We are still in the hotel room that we call home. Little by little, families are moving out to join their friends and neighbors from N'vei Dekalim already living in the Nitzan trailer camp. We watch the hotel trolley carrying out the last of the valises, the plastic drawers on wheels, the children's clothing thrown into supermarket bags, the Shabbat dresses still on hangars. The contents of the ship container have already been unpacked and placed, a bit askew, into the small trailers. Larger pieces are stored in a backyard shed. The cars are loaded, the children pile in and we wave goodbye.



The hotel dining room seems emptier, the lobby has less youngsters running about. The corridors are quieter, the welcome signs on the doors are almost gone. The elevators arrive more quickly. Only the families whose trailers are still not in place, and those going to the soon-to-be-built trailer park at Kibbutz Ein Tzurim, remain in the hotel. And some are like us.



Our trailer, with our name pasted on the door, stands waiting for us. We, as many others, do not get the call: "Come and get your key." Each day our friends greet us in the dining room with "What's with you? Did you get your key yet?" We shake our heads, "No. No key. I guess we're not loved by the Selah Expulsion Authority."



No precious key. No advance on our compensation. No word. No word at all.



I spoke at a Root and Branch Society meeting this month. The room at the Israel Center in Jerusalem was filled and many good friends from every period in our lives were in the audience. My topic: "On Being a Displaced Person". Towards the end, I asked the people, "How many of you would like to live in a trailer?" No show of hands.

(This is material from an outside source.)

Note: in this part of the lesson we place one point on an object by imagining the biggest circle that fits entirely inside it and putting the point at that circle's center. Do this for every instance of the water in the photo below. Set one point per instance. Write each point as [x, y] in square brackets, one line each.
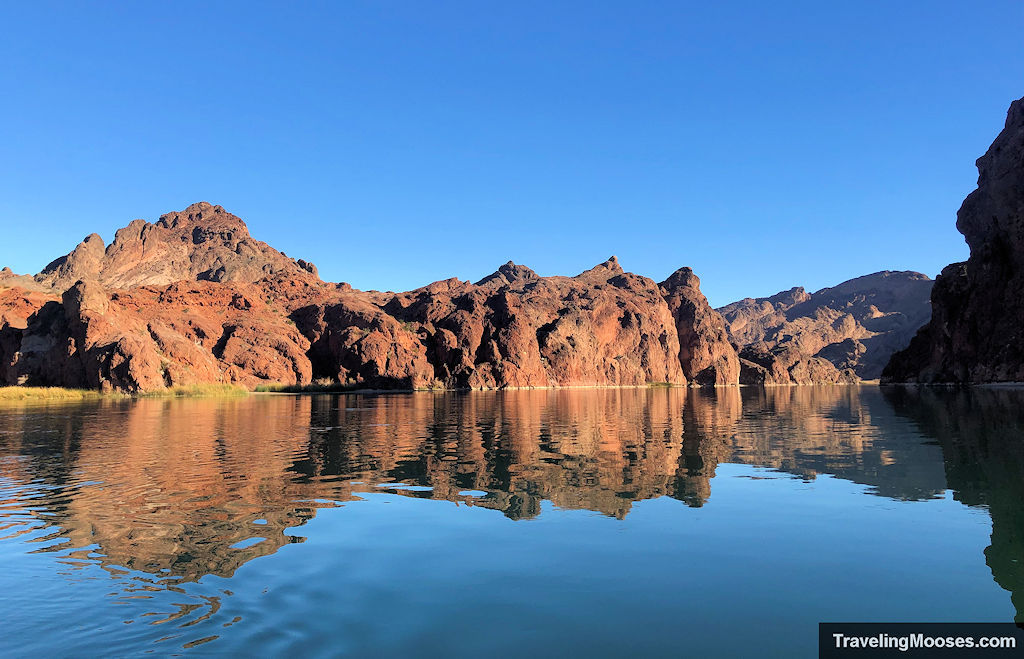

So, how does a government manage to make people - people who owned large, spacious homes - grateful to receive the precious key to a trailer? To look forward with relief that they will soon be residents of a large trailer park? That if refused a key, they will beg and plead in order to receive that oh-so-precious key?



The government has played with our heads and emotions. They have demanded an endless number of documents before letting us receive this cardboard housing. And we rush to comply. They have separated families by disallowing a child from renting a trailer even if the child was born and raised in a Gush Katif community, but as a married person, had lived in a privately rented home. Only those who had owned or rented from public housing authorities are entitled to a key.



They arbitrarily call people to come and get the key while leaving others in limbo, even if their trailer is ready for occupancy, wondering, always wondering, if they will actually be allowed to receive a key. The grand smiles on the faces of a family leaving for the trailer camp leave the others with a sense of despair: "Perhaps I'll be left out, never to be with the community again. But why? What did I do? I thought I handed in my phone bills, electric bills, water bills, bank receipts, proof of residency, payments of municipal taxes, our ID cards, our children's report cards. What could I have left out?"



Harassment, psychological warfare, playing with our heads. The communities want to live together. This was our cry to the government. Please do not disperse us. We are people who lived through five years of bombardment, of seeing our friends killed or injured by Arab terrorists. We experienced the trauma of expulsion from our homes and communities. We've watched our synagogues burn, our farms destroyed, our businesses in ruins, our children scattered in makeshift schools around the country. Nowhere in the history of modern Israel has this happened to the Jewish people.



All we ask is that we remain together.



And so, the government built cheap housing, a trailer with a red roof, and we are grateful for this temporary solution. We are oh so grateful for that oh-so-precious key.